With her new collection, hook, poet nancy viva davis halifax reports back from her experiences working in emergency shelters and on the streets of Toronto. She positions herself as an ally of her subjects, characterizing the work as “not a problem, not a resource, but an opening.” While their object is political, the poems are lyrical and rely on the particulars of the outer world to reveal the inner lives of their speakers. The poet finds startling images, interesting line breaks and innovative forms to keep the reader engaged with uncomfortable material, including drug abuse, chronic illness and sexual violence. Several poems use crocheting, knitting and sewing as an ordered counterpoint to the chaos of their subjects’ lives, including the title poem, which begins with the speaker winding the first few loops around a crochet hook and then continuing

Repeat: yarn over, duck the yarn.

Gaunt women With A, ch 5.
fat women, join with sl st
crippled women, chain 3 sts blind
women, 8 trc in ring dead women, join w sl st
look toward a bronze statue and its open mouth
waiting for her to sing 16 dc in ring

While the text is challenging, it lands (as many crocheting patterns do) on the instruction to repeat the pattern again from the beginning, indicating that these poems portray not simply a few particular lives, but the workings of an immense cycle.

Many poems evoke the dreadful vulnerability of a life lived on the margins. The speaker of “Medication Time – 6 pm – Maude” laments, “My medicines present an unflinching threat // if I do not swallow / under their hammers // the promise of recovery will be rescinded.” In “Three Strikes,” a woman kicked out of a shelter after her third infraction almost stutters:

No one ever told me that. No one
If they told me that that
it was three
well if they told me that
I would not have been shoved to this curb’s shoulder.
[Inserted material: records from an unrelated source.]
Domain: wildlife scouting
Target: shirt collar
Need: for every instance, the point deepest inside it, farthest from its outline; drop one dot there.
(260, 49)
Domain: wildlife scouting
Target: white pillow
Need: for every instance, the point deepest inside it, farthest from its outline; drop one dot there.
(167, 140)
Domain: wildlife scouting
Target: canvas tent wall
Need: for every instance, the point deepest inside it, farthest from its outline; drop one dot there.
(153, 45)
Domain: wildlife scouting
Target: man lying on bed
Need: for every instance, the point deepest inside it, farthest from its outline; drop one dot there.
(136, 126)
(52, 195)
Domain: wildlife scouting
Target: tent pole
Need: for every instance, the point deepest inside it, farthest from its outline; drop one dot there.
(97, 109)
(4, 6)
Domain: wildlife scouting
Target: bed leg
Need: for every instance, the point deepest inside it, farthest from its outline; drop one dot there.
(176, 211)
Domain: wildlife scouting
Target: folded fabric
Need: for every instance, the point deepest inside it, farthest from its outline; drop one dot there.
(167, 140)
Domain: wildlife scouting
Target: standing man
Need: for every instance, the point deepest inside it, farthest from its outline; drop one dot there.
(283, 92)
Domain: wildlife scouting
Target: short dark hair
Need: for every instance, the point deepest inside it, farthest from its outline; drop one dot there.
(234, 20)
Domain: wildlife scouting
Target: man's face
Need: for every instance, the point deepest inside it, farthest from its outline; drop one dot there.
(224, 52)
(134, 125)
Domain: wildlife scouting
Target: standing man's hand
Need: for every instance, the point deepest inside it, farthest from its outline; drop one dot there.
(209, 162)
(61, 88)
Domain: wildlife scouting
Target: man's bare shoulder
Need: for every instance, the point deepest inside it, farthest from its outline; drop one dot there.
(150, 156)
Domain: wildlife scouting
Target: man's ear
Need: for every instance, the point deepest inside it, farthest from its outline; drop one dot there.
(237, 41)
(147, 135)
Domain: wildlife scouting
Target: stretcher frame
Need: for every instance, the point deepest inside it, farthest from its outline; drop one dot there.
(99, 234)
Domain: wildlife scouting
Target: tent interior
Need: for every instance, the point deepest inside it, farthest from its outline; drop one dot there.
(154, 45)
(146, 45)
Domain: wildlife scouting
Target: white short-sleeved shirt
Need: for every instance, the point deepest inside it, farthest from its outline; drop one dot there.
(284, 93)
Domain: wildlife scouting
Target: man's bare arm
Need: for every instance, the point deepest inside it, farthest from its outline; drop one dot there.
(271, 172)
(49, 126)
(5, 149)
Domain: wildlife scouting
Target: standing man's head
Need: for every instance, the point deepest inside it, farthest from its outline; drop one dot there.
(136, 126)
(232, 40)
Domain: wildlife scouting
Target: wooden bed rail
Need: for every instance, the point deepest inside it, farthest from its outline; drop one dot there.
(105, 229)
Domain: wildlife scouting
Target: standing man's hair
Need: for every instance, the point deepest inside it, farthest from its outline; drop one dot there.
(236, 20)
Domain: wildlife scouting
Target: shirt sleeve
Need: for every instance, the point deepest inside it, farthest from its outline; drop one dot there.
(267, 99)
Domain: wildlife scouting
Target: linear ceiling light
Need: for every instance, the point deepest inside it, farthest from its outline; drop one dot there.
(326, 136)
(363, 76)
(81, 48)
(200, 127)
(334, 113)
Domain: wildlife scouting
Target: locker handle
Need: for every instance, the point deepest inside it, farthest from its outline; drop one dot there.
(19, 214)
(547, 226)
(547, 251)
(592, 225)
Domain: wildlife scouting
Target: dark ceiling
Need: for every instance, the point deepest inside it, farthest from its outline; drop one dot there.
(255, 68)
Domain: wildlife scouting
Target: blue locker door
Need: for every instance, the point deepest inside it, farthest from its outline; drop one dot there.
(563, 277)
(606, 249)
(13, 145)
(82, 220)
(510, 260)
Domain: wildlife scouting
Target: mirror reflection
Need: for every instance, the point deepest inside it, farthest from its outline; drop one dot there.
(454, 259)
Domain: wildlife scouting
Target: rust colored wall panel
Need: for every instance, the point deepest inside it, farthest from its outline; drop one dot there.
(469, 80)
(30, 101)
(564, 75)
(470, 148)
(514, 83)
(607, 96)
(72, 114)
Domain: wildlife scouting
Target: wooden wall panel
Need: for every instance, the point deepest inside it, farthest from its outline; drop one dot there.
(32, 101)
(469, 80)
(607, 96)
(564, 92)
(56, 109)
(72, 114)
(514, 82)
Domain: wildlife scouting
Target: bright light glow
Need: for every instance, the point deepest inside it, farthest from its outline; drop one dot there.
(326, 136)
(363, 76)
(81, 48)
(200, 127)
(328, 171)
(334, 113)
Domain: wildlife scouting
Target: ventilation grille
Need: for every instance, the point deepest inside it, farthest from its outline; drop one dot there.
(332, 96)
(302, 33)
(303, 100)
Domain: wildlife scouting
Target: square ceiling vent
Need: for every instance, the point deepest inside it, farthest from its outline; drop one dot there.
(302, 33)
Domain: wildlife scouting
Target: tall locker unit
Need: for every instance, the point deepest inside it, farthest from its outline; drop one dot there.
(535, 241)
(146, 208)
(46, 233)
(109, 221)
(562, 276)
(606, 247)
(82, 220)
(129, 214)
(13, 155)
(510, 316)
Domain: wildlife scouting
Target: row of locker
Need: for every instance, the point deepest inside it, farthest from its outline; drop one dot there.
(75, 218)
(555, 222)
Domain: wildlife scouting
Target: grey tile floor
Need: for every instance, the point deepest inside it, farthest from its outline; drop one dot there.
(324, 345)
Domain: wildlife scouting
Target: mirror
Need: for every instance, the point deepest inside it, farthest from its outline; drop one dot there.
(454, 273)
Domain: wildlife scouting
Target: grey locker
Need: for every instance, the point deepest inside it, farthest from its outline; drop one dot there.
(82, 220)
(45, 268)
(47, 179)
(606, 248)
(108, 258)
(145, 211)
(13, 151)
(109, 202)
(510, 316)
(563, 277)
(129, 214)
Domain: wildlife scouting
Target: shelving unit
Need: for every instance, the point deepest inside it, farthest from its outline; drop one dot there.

The intimacy is sometimes claustrophobic, and that’s the point. The poet wants to bring us closer to her subject than we want to be. Her own proximity to her speakers is a source of tension: is she giving them a voice or putting words in their mouths? But davis halifax seems aware of the delicate line she walks. “How am I part of this?” she asks in the very first line of the collection, and she closes the book with its strongest piece, “The Commons (A Chorus),” in which numerous voices ask together, “do you remember? / do you remember? / do you remember?” What we now call an ally, we once called a neighbour.

 

Abby Paige is a writer and performer currently living in Fredericton, New Brunswick. Her work has appeared in Canada and the U.S., recently including The Los Angeles Review of Books and Room Magazine.